Confused? Well, just remember:

Whatever happens,
We have got
The White Man’s Guilt,
And the Other have not.

“The point is not what’s happened to this particular individual but this is an example of what happens to transgender people interacting with the health care system,” said the lead author, Dr. Daphna Stroumsa of the University of Michigan, Ann Arbor.

“He was rightly classified as a man” in the medical records and appears masculine, Stroumsa said. “But that classification threw us off from considering his actual medical needs.”…

A woman showing up with similar symptoms “would almost surely have been triaged and evaluated more urgently for pregnancy-related problems,” the authors wrote.

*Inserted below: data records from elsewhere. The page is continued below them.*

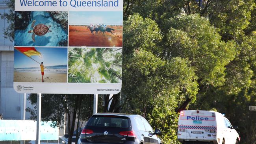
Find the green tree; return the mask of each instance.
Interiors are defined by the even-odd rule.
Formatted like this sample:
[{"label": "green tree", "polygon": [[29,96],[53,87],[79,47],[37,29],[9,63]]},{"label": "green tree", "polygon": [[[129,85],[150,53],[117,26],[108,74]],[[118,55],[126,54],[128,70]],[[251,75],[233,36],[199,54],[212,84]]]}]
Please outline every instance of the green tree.
[{"label": "green tree", "polygon": [[[122,79],[121,52],[122,48],[69,48],[69,82],[120,82]],[[100,79],[96,77],[99,75]]]}]

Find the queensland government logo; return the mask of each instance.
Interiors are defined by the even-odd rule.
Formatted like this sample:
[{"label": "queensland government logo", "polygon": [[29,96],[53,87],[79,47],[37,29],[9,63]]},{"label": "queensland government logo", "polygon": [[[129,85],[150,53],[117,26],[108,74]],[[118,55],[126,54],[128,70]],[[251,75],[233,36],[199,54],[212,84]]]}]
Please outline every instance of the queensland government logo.
[{"label": "queensland government logo", "polygon": [[19,85],[17,86],[17,91],[21,91],[22,89],[22,86],[20,85]]}]

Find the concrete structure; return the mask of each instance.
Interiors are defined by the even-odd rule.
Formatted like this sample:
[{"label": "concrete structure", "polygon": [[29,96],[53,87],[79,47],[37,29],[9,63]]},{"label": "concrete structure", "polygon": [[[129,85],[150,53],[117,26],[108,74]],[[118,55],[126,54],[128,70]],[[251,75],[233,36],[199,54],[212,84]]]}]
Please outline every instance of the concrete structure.
[{"label": "concrete structure", "polygon": [[[0,13],[7,13],[9,8],[6,1],[0,0]],[[7,20],[0,18],[0,114],[6,120],[24,119],[24,94],[13,89],[13,42],[4,38],[4,30],[8,26]],[[27,96],[27,97],[28,96]],[[31,107],[27,102],[27,107]],[[26,113],[26,119],[30,114]]]}]

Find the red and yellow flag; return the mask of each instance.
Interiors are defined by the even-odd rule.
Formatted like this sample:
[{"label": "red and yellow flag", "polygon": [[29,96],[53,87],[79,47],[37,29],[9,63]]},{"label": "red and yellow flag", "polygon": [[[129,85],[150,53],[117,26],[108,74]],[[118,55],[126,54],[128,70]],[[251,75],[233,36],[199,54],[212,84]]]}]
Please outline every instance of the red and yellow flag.
[{"label": "red and yellow flag", "polygon": [[35,48],[15,47],[15,49],[30,57],[32,55],[37,55],[42,57],[41,53],[37,52]]}]

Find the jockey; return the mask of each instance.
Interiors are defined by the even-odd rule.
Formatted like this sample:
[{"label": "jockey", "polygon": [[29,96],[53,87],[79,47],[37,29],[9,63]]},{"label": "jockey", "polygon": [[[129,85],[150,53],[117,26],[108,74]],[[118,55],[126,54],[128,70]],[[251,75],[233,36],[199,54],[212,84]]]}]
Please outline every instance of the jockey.
[{"label": "jockey", "polygon": [[91,24],[90,25],[91,26],[91,29],[93,30],[93,27],[94,27],[94,25],[92,24]]},{"label": "jockey", "polygon": [[106,29],[107,27],[107,26],[106,25],[102,24],[102,26],[103,27],[103,28],[104,28],[104,30]]}]

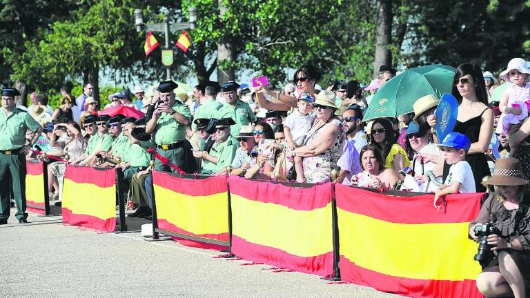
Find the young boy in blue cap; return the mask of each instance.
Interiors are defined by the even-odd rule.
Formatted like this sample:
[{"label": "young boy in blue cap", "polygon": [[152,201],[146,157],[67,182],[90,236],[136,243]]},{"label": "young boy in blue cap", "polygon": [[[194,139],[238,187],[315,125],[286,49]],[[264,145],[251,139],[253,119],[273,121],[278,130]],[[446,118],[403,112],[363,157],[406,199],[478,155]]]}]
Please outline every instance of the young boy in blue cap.
[{"label": "young boy in blue cap", "polygon": [[439,201],[446,195],[475,192],[476,189],[471,167],[466,161],[466,155],[471,146],[467,137],[449,132],[438,146],[444,159],[451,165],[444,184],[435,192],[434,206],[440,209]]}]

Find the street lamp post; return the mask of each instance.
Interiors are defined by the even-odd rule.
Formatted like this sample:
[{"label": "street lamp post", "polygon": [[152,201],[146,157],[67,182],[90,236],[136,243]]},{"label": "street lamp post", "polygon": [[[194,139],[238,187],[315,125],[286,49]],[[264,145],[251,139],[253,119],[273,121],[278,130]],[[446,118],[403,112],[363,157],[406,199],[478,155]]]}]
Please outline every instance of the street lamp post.
[{"label": "street lamp post", "polygon": [[[143,30],[147,30],[148,31],[164,32],[166,40],[165,47],[166,49],[169,49],[169,39],[171,33],[195,28],[195,23],[197,22],[197,10],[193,7],[189,8],[188,8],[188,13],[189,14],[188,22],[179,22],[170,24],[169,17],[166,14],[164,18],[164,23],[146,24],[144,23],[144,16],[141,10],[137,8],[134,12],[136,31],[139,32]],[[170,54],[172,55],[171,61],[173,61],[173,51]],[[173,62],[171,62],[171,65],[173,65]],[[166,79],[168,80],[171,79],[171,70],[170,68],[171,65],[168,66],[166,68]]]}]

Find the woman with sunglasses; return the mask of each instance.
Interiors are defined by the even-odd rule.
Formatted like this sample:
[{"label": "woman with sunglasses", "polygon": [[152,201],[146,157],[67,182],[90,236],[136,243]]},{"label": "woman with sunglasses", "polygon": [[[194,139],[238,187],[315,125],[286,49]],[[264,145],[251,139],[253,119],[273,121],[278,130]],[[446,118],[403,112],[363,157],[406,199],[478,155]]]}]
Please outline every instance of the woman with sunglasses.
[{"label": "woman with sunglasses", "polygon": [[[282,95],[261,85],[258,87],[254,87],[254,90],[256,91],[256,101],[259,107],[268,110],[286,111],[291,108],[297,108],[298,95],[302,93],[307,92],[316,97],[315,84],[320,79],[320,74],[315,67],[308,65],[303,66],[296,70],[293,77],[293,83],[296,86],[295,96]],[[261,84],[260,82],[258,83]],[[271,99],[267,99],[265,97],[265,94]]]},{"label": "woman with sunglasses", "polygon": [[397,143],[397,135],[392,123],[383,118],[373,121],[370,132],[370,143],[377,147],[384,158],[384,168],[399,172],[411,165],[404,149]]},{"label": "woman with sunglasses", "polygon": [[[477,192],[485,192],[482,181],[484,177],[491,175],[485,153],[493,132],[493,112],[488,107],[488,95],[480,68],[469,63],[459,66],[453,77],[452,94],[458,101],[458,116],[453,131],[464,135],[471,141],[466,161],[473,170]],[[433,115],[428,117],[433,128],[436,120]],[[449,168],[446,163],[444,166],[444,181]]]},{"label": "woman with sunglasses", "polygon": [[293,150],[297,181],[308,183],[331,180],[331,170],[342,155],[344,128],[335,115],[335,93],[322,91],[313,104],[315,120],[304,140],[304,146]]}]

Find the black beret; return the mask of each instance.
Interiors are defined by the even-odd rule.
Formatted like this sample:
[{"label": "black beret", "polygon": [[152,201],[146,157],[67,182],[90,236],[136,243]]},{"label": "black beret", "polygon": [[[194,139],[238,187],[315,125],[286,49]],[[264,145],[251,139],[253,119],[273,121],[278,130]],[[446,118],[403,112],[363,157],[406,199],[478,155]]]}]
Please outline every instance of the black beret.
[{"label": "black beret", "polygon": [[3,88],[2,89],[2,96],[14,97],[20,96],[20,92],[15,88]]},{"label": "black beret", "polygon": [[130,131],[130,136],[138,141],[149,141],[151,139],[151,134],[147,133],[145,128],[135,128]]},{"label": "black beret", "polygon": [[223,92],[235,91],[239,87],[239,84],[235,81],[228,81],[223,84],[222,88]]},{"label": "black beret", "polygon": [[208,118],[197,118],[193,120],[193,123],[197,125],[197,129],[204,128],[210,123],[210,119]]},{"label": "black beret", "polygon": [[179,86],[179,84],[172,80],[164,81],[160,82],[157,88],[157,91],[160,93],[168,93],[173,91],[173,89]]}]

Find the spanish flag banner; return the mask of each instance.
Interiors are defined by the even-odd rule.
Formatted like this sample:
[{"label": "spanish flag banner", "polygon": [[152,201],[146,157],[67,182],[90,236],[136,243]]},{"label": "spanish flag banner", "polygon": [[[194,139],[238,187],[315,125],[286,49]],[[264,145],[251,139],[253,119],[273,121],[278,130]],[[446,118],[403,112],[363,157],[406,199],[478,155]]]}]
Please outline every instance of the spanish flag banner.
[{"label": "spanish flag banner", "polygon": [[26,163],[26,202],[28,211],[45,214],[44,163]]},{"label": "spanish flag banner", "polygon": [[331,183],[307,188],[229,178],[232,252],[325,276],[333,272]]},{"label": "spanish flag banner", "polygon": [[175,46],[182,50],[184,52],[188,52],[188,49],[191,46],[191,39],[186,31],[182,31],[182,33],[179,37],[179,40],[177,41],[177,43]]},{"label": "spanish flag banner", "polygon": [[467,226],[482,194],[395,197],[335,186],[341,278],[411,297],[480,297]]},{"label": "spanish flag banner", "polygon": [[116,170],[66,166],[63,222],[105,232],[116,230]]},{"label": "spanish flag banner", "polygon": [[[226,177],[205,179],[178,178],[153,172],[158,228],[228,244]],[[193,245],[185,243],[186,245]],[[223,244],[218,243],[222,246]],[[195,246],[199,245],[194,245]],[[210,247],[206,246],[206,247]]]},{"label": "spanish flag banner", "polygon": [[157,39],[155,38],[155,35],[153,34],[152,32],[149,31],[146,37],[146,44],[144,45],[144,50],[146,52],[146,56],[150,54],[151,52],[159,46],[160,46],[160,43],[159,43]]}]

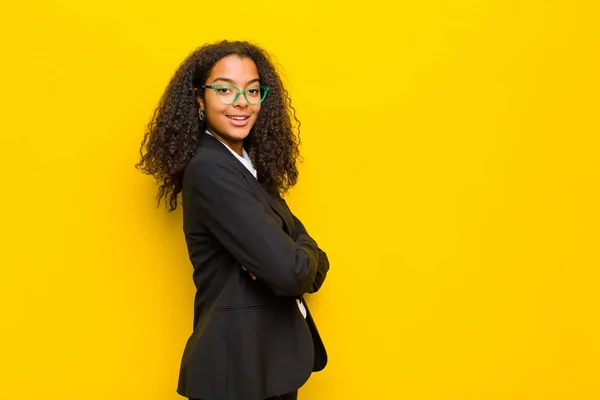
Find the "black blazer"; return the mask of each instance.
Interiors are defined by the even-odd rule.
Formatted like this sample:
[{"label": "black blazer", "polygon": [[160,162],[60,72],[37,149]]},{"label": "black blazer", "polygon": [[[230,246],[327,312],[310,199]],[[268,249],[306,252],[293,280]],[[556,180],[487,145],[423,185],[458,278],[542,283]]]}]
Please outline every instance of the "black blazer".
[{"label": "black blazer", "polygon": [[182,196],[197,292],[177,392],[260,400],[298,389],[327,363],[310,312],[305,320],[296,304],[319,290],[327,255],[285,201],[210,135],[184,171]]}]

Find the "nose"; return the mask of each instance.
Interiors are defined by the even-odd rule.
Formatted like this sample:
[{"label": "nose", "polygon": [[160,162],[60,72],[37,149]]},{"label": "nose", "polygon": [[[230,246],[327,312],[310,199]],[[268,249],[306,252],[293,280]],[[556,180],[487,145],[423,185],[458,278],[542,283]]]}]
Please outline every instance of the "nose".
[{"label": "nose", "polygon": [[244,96],[244,93],[240,93],[238,98],[233,102],[233,106],[239,108],[248,107],[248,100],[246,100],[246,96]]}]

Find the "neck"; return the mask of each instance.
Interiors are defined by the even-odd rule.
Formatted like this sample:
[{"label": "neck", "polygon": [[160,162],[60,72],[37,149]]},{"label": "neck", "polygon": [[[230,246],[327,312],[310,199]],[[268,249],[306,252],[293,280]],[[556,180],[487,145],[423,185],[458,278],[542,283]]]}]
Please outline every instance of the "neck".
[{"label": "neck", "polygon": [[230,141],[230,140],[226,140],[225,138],[221,137],[221,135],[219,135],[218,133],[215,133],[212,129],[207,129],[207,131],[215,138],[217,139],[219,142],[223,143],[225,146],[229,147],[231,150],[235,151],[237,153],[238,156],[243,157],[244,153],[242,151],[242,149],[244,148],[244,141],[243,140],[238,140],[238,141]]}]

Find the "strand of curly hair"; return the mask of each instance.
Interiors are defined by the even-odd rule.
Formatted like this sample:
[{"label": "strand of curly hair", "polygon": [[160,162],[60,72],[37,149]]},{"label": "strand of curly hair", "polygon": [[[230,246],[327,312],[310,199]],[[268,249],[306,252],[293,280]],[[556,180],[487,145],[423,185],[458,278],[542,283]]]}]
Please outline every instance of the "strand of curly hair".
[{"label": "strand of curly hair", "polygon": [[198,118],[196,96],[204,95],[201,86],[215,63],[232,54],[252,59],[261,84],[270,87],[244,140],[258,181],[275,196],[282,196],[298,181],[300,121],[269,55],[248,42],[207,44],[192,52],[171,78],[148,124],[140,147],[141,160],[136,164],[157,180],[157,204],[164,199],[169,211],[177,208],[183,171],[206,130],[206,120]]}]

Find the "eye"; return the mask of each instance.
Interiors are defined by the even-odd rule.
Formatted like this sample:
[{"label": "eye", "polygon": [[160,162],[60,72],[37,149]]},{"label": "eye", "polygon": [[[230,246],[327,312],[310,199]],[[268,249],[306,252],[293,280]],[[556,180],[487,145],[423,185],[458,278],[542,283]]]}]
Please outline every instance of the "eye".
[{"label": "eye", "polygon": [[255,97],[260,94],[260,89],[259,88],[250,88],[250,89],[246,90],[246,93],[248,93],[252,97]]}]

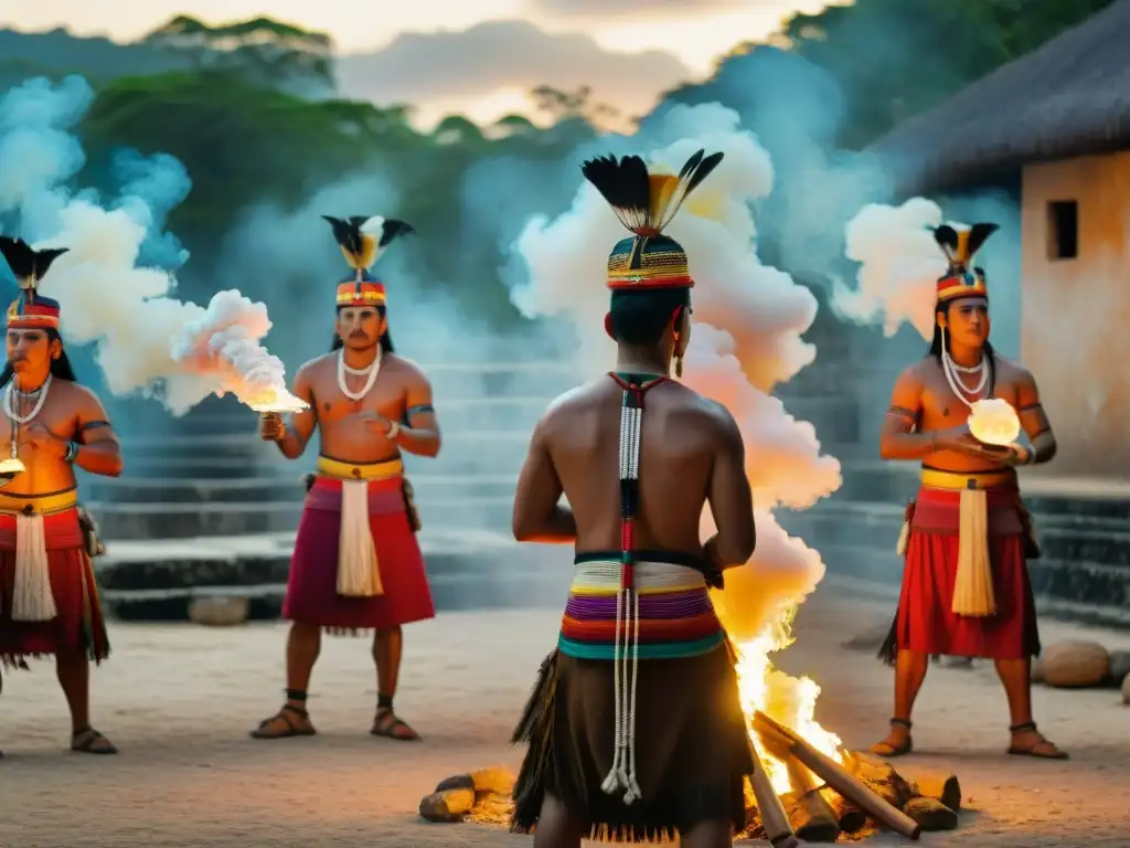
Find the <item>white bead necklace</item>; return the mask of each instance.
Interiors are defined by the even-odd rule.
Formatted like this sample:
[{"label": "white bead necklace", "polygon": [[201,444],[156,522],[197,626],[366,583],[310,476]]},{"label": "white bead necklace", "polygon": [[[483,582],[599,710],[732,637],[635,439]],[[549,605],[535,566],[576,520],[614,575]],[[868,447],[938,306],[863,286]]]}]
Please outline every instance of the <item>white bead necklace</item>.
[{"label": "white bead necklace", "polygon": [[[35,401],[35,406],[32,407],[32,412],[27,415],[17,415],[15,406],[12,404],[12,397],[15,395],[24,395],[16,388],[16,378],[12,378],[11,382],[8,383],[8,388],[3,393],[3,410],[16,424],[27,424],[29,421],[34,419],[43,410],[43,405],[47,403],[47,391],[51,389],[51,374],[47,374],[47,379],[43,381],[41,386],[34,392],[27,392],[28,395],[38,395],[38,399]],[[25,396],[26,397],[26,396]]]},{"label": "white bead necklace", "polygon": [[[376,382],[376,375],[381,372],[381,348],[376,348],[376,358],[373,360],[368,365],[363,369],[354,369],[346,365],[346,351],[342,347],[341,353],[338,355],[338,388],[341,389],[341,393],[354,403],[359,403],[370,391],[373,390],[373,384]],[[350,391],[349,387],[346,386],[346,374],[354,374],[355,377],[365,377],[365,386],[362,390]]]},{"label": "white bead necklace", "polygon": [[49,373],[47,374],[47,379],[43,381],[43,386],[41,386],[34,392],[28,392],[28,395],[36,395],[37,393],[40,397],[35,401],[35,406],[32,407],[32,412],[28,413],[27,415],[18,415],[16,413],[16,409],[14,408],[15,405],[12,403],[12,396],[14,395],[24,395],[24,392],[19,391],[16,388],[16,377],[15,375],[12,375],[11,382],[8,383],[8,388],[5,389],[5,393],[3,393],[3,410],[5,410],[5,414],[8,416],[8,419],[11,422],[11,450],[9,452],[9,457],[11,459],[18,461],[18,458],[19,458],[19,448],[17,447],[18,441],[19,441],[19,429],[24,424],[27,424],[28,422],[33,421],[35,418],[35,416],[38,415],[43,410],[43,405],[45,403],[47,403],[47,391],[50,389],[51,389],[51,374]]},{"label": "white bead necklace", "polygon": [[[981,399],[981,392],[984,391],[985,386],[989,384],[989,360],[985,357],[984,353],[981,354],[981,362],[973,367],[966,367],[964,365],[958,365],[951,358],[949,358],[949,352],[946,351],[945,344],[941,347],[941,370],[946,374],[946,382],[949,383],[949,390],[957,396],[957,399],[965,404],[971,409],[973,408],[973,403]],[[959,373],[965,374],[979,374],[980,379],[975,387],[967,388],[963,382]],[[973,400],[970,400],[970,398]]]}]

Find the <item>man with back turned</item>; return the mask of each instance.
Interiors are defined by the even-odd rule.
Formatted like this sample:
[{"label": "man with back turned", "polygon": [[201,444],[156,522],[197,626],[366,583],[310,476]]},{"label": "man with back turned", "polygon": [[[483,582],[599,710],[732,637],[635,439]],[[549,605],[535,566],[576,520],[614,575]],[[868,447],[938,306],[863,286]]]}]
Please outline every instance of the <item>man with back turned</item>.
[{"label": "man with back turned", "polygon": [[[528,751],[511,827],[536,825],[537,848],[676,833],[715,848],[745,825],[753,752],[709,587],[753,553],[751,495],[732,416],[668,378],[694,280],[662,234],[721,158],[699,150],[679,176],[636,156],[583,167],[633,235],[608,260],[616,370],[549,407],[514,499],[519,540],[576,550],[557,648],[514,735]],[[707,502],[718,535],[703,545]]]}]

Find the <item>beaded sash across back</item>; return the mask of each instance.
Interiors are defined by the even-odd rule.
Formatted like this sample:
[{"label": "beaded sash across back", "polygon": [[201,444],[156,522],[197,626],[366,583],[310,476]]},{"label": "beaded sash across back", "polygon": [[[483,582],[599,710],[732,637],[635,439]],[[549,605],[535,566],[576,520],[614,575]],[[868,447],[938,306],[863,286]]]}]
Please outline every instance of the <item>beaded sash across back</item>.
[{"label": "beaded sash across back", "polygon": [[[620,406],[620,553],[579,554],[558,650],[577,659],[612,661],[615,745],[601,788],[640,799],[636,780],[636,682],[641,659],[709,654],[725,637],[710,602],[706,580],[677,555],[637,552],[634,522],[640,507],[640,436],[644,395],[668,378],[610,374],[624,389]],[[642,556],[637,560],[637,553]]]}]

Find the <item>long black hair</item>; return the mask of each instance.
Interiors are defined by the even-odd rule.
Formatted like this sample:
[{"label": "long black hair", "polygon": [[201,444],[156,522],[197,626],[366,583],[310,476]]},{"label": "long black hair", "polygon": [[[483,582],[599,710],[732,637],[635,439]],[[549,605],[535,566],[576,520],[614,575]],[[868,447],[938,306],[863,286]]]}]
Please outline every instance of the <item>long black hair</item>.
[{"label": "long black hair", "polygon": [[[930,341],[930,349],[925,354],[927,356],[932,356],[935,360],[937,360],[938,365],[941,365],[942,344],[946,345],[946,353],[949,353],[950,351],[950,336],[948,332],[941,331],[941,321],[938,320],[941,315],[946,315],[947,318],[949,317],[950,304],[953,304],[953,301],[949,301],[948,303],[938,304],[938,308],[935,311],[933,315],[933,339]],[[942,343],[942,338],[945,338],[945,343]],[[985,339],[985,344],[982,349],[985,352],[985,357],[989,361],[988,386],[989,386],[989,395],[991,397],[993,388],[997,386],[997,352],[992,349],[992,343],[989,341],[989,339]]]},{"label": "long black hair", "polygon": [[[59,337],[59,330],[49,329],[47,330],[47,344],[50,345],[52,341],[56,341],[56,340],[61,343],[61,339]],[[3,371],[0,371],[0,388],[5,387],[9,382],[11,382],[11,378],[15,374],[16,374],[16,370],[11,366],[11,363],[10,362],[7,363],[3,366]],[[58,360],[55,360],[55,358],[51,360],[51,375],[55,380],[70,380],[71,382],[76,382],[76,380],[75,380],[75,369],[71,367],[70,360],[67,358],[67,348],[62,347],[61,344],[60,344],[60,349],[59,349],[59,358]]]},{"label": "long black hair", "polygon": [[[341,306],[340,309],[348,309],[348,308],[347,306]],[[340,312],[340,309],[339,309],[339,312]],[[385,310],[385,308],[383,305],[382,306],[377,306],[376,308],[376,313],[381,318],[384,318],[386,315],[386,310]],[[385,353],[395,353],[395,351],[392,349],[392,336],[389,335],[389,325],[388,323],[384,325],[384,332],[381,334],[380,344],[381,344],[381,353],[383,353],[383,354],[385,354]],[[333,353],[334,351],[340,351],[344,346],[345,346],[345,341],[342,341],[341,337],[338,334],[334,332],[333,334],[333,343],[330,345],[330,353]]]}]

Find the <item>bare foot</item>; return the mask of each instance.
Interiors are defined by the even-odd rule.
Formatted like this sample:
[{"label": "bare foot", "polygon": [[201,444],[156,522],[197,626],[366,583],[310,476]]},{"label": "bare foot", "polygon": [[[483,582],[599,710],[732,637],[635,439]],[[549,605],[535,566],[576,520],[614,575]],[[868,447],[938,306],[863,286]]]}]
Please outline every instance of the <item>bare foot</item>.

… “Medical training should include exposure to transgender patients” so health workers are better able to meet their needs, Wexler said. “A lot of doctors who are practicing didn’t have that in their training” but can still learn from such patients now.

Nic Rider, a transgender health specialist and psychologist at the University of Minnesota, said training isn’t enough.

“There are implicit biases that need to be addressed,” Rider said.